At a median follow-up of 76.0 months, the risk of disease progression or death was 53% higher among patients who received RVD alone versus the transplantation group (hazard ratio [HR], 1.53; P < .001). The median duration of PFS among patients with a high-risk cytogenetic profile was 55.5 vs 17.1 months, favoring the transplantation group.
The percentage of patients who were alive without progression at 5 years was 58.4% vs 41.6%, respectively (HR, 1.66) and median duration of response was 56.4 vs 38.9 months, also favoring transplantation (HR, 1.45).
The estimated 5-year overall survival was similar between groups: 80.7% for transplantation and 79.2% for RVD alone (HR for death, 1.10; P > .99). For patients with a high-risk cytogenetic profile, 5-year survival was 63.4% versus 54.3%, respectively…

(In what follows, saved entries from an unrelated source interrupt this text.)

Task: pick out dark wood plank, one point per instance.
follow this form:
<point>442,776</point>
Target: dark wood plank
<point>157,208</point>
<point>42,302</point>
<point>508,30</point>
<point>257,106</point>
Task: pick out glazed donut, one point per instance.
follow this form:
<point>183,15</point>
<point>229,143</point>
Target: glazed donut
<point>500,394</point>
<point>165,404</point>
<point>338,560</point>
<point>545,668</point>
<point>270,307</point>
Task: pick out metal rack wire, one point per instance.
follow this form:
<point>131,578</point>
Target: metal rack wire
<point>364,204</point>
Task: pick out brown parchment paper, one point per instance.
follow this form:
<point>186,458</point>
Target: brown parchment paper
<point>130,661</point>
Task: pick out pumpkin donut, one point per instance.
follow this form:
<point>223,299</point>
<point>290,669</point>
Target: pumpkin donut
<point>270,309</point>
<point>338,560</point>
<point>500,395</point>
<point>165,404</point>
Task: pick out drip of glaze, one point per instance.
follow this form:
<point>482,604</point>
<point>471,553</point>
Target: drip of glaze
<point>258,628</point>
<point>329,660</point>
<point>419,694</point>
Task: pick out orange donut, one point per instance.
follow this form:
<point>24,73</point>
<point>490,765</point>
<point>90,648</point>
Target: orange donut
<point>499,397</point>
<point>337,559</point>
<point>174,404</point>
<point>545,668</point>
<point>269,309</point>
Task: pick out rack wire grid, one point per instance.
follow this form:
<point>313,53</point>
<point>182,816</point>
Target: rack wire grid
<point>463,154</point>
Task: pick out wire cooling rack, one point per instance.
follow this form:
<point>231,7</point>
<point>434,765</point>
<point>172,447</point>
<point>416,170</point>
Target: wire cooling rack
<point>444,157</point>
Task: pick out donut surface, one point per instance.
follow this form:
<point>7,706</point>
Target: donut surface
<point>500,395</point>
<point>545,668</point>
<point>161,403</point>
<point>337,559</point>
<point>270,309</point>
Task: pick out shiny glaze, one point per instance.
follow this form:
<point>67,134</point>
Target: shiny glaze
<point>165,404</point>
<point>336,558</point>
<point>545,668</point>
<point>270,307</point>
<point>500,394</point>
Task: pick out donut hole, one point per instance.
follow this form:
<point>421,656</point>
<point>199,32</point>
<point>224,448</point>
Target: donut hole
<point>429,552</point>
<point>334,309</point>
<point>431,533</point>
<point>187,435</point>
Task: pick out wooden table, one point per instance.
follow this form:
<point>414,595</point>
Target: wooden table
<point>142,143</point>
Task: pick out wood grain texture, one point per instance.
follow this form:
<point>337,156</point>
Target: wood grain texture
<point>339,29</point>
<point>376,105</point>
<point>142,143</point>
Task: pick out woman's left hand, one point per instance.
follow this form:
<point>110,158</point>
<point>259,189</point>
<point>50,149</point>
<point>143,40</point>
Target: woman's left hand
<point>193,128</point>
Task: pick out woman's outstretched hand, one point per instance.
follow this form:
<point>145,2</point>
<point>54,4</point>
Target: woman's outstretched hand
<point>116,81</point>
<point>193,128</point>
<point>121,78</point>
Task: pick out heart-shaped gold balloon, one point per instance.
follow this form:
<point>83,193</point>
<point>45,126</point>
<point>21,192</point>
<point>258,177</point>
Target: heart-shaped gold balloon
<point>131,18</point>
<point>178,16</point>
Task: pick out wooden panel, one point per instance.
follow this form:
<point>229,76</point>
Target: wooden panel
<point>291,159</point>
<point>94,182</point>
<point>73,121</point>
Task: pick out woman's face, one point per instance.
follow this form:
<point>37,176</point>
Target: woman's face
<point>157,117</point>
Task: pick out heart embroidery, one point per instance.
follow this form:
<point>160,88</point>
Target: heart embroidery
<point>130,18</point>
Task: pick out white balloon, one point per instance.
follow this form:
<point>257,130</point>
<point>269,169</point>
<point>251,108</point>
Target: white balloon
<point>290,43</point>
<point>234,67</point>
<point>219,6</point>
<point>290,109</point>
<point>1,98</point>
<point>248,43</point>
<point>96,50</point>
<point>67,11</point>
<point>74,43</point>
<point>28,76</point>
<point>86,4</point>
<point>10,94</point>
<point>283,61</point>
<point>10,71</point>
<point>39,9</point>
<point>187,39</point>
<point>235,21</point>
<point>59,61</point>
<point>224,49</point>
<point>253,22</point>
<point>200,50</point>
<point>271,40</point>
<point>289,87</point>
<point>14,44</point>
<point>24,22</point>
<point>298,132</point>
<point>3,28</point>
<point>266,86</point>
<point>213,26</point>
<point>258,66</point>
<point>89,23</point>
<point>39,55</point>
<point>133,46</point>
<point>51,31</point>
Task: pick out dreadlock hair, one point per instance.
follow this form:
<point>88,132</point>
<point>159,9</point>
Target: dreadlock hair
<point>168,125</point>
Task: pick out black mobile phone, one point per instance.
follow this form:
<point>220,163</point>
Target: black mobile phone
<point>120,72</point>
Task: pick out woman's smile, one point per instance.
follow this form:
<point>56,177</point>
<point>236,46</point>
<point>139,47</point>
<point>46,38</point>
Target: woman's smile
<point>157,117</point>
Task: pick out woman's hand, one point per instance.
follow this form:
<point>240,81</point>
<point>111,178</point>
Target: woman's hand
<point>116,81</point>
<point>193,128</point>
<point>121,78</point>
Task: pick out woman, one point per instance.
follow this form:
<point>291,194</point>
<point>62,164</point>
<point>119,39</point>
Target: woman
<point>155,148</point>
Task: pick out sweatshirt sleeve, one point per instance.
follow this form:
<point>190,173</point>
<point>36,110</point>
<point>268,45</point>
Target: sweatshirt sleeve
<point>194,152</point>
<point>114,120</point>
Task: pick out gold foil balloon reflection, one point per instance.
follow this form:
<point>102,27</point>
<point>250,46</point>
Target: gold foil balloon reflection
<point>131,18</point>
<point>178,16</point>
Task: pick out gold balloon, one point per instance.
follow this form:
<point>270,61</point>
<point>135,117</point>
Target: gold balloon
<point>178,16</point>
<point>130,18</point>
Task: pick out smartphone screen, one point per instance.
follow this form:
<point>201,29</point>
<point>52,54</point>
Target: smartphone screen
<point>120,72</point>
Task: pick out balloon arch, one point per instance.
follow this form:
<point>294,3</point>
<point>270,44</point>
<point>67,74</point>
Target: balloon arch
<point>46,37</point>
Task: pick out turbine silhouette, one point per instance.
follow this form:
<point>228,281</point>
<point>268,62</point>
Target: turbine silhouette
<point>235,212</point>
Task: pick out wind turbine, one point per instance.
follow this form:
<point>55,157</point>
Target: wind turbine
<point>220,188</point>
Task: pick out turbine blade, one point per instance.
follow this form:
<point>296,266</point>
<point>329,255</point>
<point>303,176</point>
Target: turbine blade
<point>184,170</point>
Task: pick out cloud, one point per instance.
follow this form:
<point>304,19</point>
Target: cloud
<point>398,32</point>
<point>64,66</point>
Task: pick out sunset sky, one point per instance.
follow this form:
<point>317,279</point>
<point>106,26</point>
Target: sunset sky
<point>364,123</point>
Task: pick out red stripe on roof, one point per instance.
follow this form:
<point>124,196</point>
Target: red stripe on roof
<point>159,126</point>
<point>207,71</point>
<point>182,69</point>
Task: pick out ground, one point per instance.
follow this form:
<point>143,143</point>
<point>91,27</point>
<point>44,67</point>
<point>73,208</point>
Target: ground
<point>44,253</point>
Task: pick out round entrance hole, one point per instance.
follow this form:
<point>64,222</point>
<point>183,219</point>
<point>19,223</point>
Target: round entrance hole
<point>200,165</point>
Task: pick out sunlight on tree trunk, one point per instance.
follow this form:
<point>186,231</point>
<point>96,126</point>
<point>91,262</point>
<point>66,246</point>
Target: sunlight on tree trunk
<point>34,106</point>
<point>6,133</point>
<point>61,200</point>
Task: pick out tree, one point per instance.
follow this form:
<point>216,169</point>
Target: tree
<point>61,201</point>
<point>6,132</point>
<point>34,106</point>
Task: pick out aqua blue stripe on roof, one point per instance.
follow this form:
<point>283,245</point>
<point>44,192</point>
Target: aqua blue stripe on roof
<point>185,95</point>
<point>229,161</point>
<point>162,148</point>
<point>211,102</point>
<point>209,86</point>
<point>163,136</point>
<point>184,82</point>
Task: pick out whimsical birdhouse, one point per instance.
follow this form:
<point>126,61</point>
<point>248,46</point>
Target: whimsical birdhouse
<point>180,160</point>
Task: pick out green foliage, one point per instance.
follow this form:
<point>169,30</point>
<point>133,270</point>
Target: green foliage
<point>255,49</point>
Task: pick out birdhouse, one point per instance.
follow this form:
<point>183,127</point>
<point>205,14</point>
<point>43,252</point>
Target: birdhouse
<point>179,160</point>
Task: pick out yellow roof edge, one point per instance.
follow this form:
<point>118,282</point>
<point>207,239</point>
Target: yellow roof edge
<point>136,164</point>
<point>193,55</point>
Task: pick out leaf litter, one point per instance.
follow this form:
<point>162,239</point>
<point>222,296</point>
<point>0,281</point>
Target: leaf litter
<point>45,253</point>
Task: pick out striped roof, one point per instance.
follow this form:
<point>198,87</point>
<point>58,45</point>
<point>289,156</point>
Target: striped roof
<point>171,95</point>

Patients who did not undergo immediate transplant received treatment when their disease progressed with newer and active therapies, such as monoclonal antibodies and/or next-generation novel agents, he noted. Only 28% of patients used the reserve option of a transplant.
“It demonstrates the extent to which patients now have options and that we have new data to guide them in balancing the pluses and minuses of each approach,” he added.
When looking at safety, the authors noted that the most common treatment-related adverse events of grade 3 or higher occurred in 279 patients (78.2%) in the RVD-alone group and 344 patients (94.2%) in the transplantation group.
Of those patients, 60.5% and 89.9%, respectively, reported hematologic events of grade 3 or higher (P < .001).
The 5-year cumulative incidence of invasive second primary cancers was similar in both cohorts (RVD-alone group, 4.9%; transplantation group, 6.5%).”